Deals and Transactions

How Many Phoenix-Area Apt. Communities Did P.B. Bell Buy?
Digested From "Seven Phoenix-Area Apartment Complexes Sell for $169M"
Phoenix Business Journal (07/30/14) Sunnucks, Mike

P.B. Bell Cos. has teamed with a New York-based partner, Stonecutter, to acquire a seven-property portfolio of nearly 2,800 apartments from Los Angeles-based Standard Portfolios Asset Management. The total purchase price was around $169 million. The deal could wind up ranking among the largest apartment transactions in the Valley this year. Colliers International brokers Cindy and Brad Cooke represented Standard in the deal. The seven apartment communities are located in Chandler, Glendale, Mesa, and the city of Phoenix.

Growing Atlanta Firm Inks $182 Million Apartment Deal
Digested From "Gallatin Apartments Part of $182M Deal"
Nashville Post (07/29/14) De Lombaerde, Geert

Atlanta-based Preferred Apartment Communities has acquired a portfolio of 1,400 apartments in a four-city package for which it is paying $182 million. The rapidly growing apartment owner says the properties are spread throughout Dallas, Houston, Kansas City, and Nashville and include the 364-unit Stoneridge Farms in Music City. "I've visited all of the communities and believe they are a perfect fit, both in terms of location and quality, with our existing portfolio," remarks Preferred Chairman and CEO John Williams. "I'm confident we're buying these assets at a substantial discount to current replacement cost and believe they will be very accretive to our stockholders." The identity of the seller was not disclosed. Williams and his team expect to close on their purchase by early October. Preferred Apartment Communities recorded a first-quarter profit of $2.8 million on revenues of $10.2 million.

Industry Buzz

Why Did Home Properties' Q2 FFO Decrease?
Digested From "Home Properties FFO Drops Due to Exit From New Development"
Rochester Business Journal (08/01/14) Deckert, Andrea

Home Properties Inc. posted a decrease in its second-quarter funds from operations mainly because of its decision to exit the business of developing new apartment communities. The firm reported quarterly FFO of $1.04 a share versus $1.11 a share one year earlier primarily due to $3.8 million in charges related to its departure from new development. Sales totaled $168.4 million versus $162.4 million in the second quarter of 2013. Home Properties this week said its two apartment communities now under construction in Pennsylvania and Maryland will be completed, but no additional new apartments will be started. Home Properties President and CEO Edward Pettinella remarks, "We believe that it is in the best interest of the company's stockholders for us to dissolve our new-development platform and focus 100 percent on our core differentiating strategy of acquiring and redeveloping mature apartment communities."
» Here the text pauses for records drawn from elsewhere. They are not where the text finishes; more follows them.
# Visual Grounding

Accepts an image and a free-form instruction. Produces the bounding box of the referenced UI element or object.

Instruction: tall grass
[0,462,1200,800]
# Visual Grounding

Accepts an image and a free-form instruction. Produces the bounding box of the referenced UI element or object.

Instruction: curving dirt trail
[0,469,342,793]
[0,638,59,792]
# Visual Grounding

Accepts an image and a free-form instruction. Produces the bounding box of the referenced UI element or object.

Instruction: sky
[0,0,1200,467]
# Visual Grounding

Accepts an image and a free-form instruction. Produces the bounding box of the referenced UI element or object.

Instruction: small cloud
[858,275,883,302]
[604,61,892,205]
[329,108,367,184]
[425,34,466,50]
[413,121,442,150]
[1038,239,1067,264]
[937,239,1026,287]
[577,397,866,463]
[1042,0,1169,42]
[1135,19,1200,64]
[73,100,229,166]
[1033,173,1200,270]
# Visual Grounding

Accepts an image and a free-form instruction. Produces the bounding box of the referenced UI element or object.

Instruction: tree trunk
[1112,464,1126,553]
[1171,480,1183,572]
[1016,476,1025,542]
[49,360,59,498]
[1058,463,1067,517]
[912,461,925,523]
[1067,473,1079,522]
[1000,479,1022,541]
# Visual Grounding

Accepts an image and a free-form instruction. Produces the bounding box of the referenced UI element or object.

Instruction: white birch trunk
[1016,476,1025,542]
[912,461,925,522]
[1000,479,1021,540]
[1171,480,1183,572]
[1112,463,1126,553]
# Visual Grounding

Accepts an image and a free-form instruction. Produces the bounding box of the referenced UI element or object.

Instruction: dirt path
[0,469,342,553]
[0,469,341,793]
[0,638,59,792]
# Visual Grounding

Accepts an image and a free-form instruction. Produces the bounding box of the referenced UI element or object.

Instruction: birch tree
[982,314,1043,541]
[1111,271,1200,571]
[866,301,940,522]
How Much More Are Landmark Apartment Trust Execs Now Earning?
Digested From "Landmark Apartment Trust Execs Get Pay Hikes"
Tampa Bay Business Journal (07/28/14) Manning, Marnie

Landmark Apartment Trust of America Inc.'s top executives have bigger paychecks after signing new employment contracts late last month with the Florida-based REIT. Joseph Lubeck, executive chairman, will receive a base salary of $675,000 -- a sizable increase from the $250,000 salary he received last year when his total pay package was $1.9 million, including a $250,000 bonus and almost $1.4 million in stock awards. Landmark CEO and CFO Stanley Olander, meanwhile, will get a base salary of $625,000. Olander’s total compensation a year ago was $905,551, including salary, bonus, and stock awards. The new employment agreements also include formulas for receiving bonuses and stock. Two other Landmark executives also signed new employment agreements and received hikes in overall compensation -- COO James Miller and CIO Elizabeth Truong. Landmark Apartment Trust specializes in acquiring and operating apartment communities across the southern United States. The REIT owns or has ownership stakes in nearly 28,000 rental units and provides management services for an additional 5,000 apartments owned by affiliates.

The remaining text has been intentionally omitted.